Administrador de
empresas e consultor em consultor em tecnologia da informação
na área da saúde
A
terceirização de TI em hospitais
Há anos as instituições
hospitalares estão familiarizadas com a terceirização
das atividades de diversas áreas, principalmente daquelas denominadas
de apoio como Serviços de Apoio ao Diagnóstico e Tratamento
(SADT), Nutrição e Manutenção, entre outras.
Na edição passada, foi abordado
que a terceirização (ou outsourcing) da área de Tecnologia
da Informação é uma atividade com forte crescimento
nos últimos anos, uma vez que as instituições descobriram
que podem contar com serviços de empresas altamente especializadas,
com um custo-benefício bastante atraente. Além de reduzir
custos e aumentar a eficácia, essa decisão li-bera os esforços
da instituição para suas atividades-fim.
Entretanto, e de acordo com Fabiano Sanches,
diretor da HQS - Health Care Quality Solutions, ainda existem dois tabus
relacionados à terceirização da área de TI.
- Esse tipo de terceirização não
pode ser feita nos moldes das ou-tras áreas, pois, além
de visar a redução de custos, também visa a melhoria
dos processos e dos serviços prestados aos usuários e
a instituição hospitalar em geral não tem condições
de definir indicadores para medir a execução e a qualidade
dos serviços terceirizados.
- Ao contrário das demais áreas, a TI
concentra as informações vitais da instituição
e o cliente teme pela se-gurança e confidencialidade destas.

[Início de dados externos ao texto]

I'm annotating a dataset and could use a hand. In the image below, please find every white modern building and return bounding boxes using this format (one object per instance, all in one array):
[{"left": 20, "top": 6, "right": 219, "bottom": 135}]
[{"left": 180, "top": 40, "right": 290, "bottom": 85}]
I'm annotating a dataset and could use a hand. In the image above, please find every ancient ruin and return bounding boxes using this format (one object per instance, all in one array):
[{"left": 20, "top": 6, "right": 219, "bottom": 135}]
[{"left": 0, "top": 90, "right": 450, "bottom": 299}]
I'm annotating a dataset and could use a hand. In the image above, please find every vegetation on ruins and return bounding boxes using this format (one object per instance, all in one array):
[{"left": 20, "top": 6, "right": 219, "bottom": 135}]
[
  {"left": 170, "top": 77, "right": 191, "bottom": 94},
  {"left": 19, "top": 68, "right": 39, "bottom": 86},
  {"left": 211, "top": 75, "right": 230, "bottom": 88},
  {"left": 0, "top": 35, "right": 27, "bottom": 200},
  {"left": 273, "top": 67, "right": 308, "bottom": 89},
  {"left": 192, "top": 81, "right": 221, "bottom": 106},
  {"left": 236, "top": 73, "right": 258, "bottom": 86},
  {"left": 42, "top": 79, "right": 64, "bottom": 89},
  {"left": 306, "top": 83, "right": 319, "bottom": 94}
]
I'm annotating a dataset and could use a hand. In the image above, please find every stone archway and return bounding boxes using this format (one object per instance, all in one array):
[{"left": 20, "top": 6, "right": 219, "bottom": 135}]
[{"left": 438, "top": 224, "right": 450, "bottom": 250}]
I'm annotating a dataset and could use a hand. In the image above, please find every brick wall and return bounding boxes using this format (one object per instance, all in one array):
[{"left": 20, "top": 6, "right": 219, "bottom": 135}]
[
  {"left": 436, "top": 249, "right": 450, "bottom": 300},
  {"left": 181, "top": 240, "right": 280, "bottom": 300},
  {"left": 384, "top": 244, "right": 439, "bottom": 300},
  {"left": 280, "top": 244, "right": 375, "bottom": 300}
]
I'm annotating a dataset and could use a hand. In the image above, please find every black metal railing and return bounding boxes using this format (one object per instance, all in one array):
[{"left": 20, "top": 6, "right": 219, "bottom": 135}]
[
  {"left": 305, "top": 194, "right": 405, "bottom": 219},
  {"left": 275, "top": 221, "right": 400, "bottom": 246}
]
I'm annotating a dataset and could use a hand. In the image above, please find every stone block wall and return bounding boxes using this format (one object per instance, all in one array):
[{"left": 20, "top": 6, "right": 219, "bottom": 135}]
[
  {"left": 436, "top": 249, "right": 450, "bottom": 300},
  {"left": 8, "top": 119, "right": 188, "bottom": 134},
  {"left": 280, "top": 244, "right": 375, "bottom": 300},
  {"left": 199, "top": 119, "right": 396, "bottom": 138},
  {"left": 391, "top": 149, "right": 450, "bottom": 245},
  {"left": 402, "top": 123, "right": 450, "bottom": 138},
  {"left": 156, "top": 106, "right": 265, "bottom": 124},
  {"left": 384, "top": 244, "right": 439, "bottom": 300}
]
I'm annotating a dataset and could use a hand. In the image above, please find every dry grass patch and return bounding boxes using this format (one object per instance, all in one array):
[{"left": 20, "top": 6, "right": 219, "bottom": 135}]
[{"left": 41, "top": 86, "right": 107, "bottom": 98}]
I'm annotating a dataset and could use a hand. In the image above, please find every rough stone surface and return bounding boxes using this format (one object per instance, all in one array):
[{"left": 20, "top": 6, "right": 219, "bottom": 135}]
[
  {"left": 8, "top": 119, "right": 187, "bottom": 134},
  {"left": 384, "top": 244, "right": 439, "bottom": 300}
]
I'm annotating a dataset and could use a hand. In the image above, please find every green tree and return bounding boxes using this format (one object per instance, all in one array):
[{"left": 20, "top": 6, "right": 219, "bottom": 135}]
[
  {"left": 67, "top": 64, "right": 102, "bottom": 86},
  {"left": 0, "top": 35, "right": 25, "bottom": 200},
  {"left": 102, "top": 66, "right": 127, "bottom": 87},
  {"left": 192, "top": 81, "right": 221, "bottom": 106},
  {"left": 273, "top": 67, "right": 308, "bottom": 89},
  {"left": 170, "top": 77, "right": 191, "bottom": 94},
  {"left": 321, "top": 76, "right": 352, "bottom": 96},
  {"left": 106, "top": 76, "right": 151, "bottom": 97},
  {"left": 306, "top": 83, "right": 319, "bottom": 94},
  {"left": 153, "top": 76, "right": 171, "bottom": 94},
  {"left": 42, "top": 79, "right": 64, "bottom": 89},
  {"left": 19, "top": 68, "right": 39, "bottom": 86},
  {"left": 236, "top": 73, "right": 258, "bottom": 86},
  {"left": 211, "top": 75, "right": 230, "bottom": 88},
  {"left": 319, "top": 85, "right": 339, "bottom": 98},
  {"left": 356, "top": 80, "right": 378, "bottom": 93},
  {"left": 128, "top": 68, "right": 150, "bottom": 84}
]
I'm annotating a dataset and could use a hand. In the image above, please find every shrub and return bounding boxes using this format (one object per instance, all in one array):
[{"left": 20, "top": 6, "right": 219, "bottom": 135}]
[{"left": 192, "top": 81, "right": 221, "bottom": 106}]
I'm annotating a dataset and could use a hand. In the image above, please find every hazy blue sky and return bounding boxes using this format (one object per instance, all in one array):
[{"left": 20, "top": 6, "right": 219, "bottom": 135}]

- Portanto, quando o hospital opta por estudar a adoção
da terceirização deve equalizar:
- Onde espera chegar, em termos de sistemas, num horizonte
razoável de tempo entre dois e cinco anos.
- Quanto investiria para que a atual equipe de TI se
capacitasse nas novas tecnologias (existentes ou não) e executasse
um projeto de desenvolvimento de sistema e implementação
de um suporte adequado à solução.
- Problemas de segurança e confidencialidade são
inerentes aos sistemas e não às equipes envolvidas (sejam
elas internas ou externas).
- Ainda de acordo com Fabiano Sanches, quando o hospital
opta pela terceirização é importante observar algumas
regras básicas:
- Iniciar a transição de comando com a
elaboração de um PDI Plano Diretor de Informática
para um período de dois a cinco anos.
- Cuidar para que a cultura vigente seja, na medida do
possível, preservada, evitando grandes choques culturais que
inviabilizem o projeto.
- Manter, se possível, pessoas da equipe atual
na equipe terceirizada.
- Definir metas de evolução, de atendimento,
de suporte e de utilização de orçamento.
- Definir linhas claras de comando interno e externo
e nível de serviço esperado para cada situação.
A observação dessas regras
básicas garantirá não só a contratação
de um serviço que agregará valor aos serviços prestados
pela instituição hospitalar, como também propiciará
uma sensível redução de custos - afinal hospital
não é fábrica de software nem empresa prestadora
de serviços de TI.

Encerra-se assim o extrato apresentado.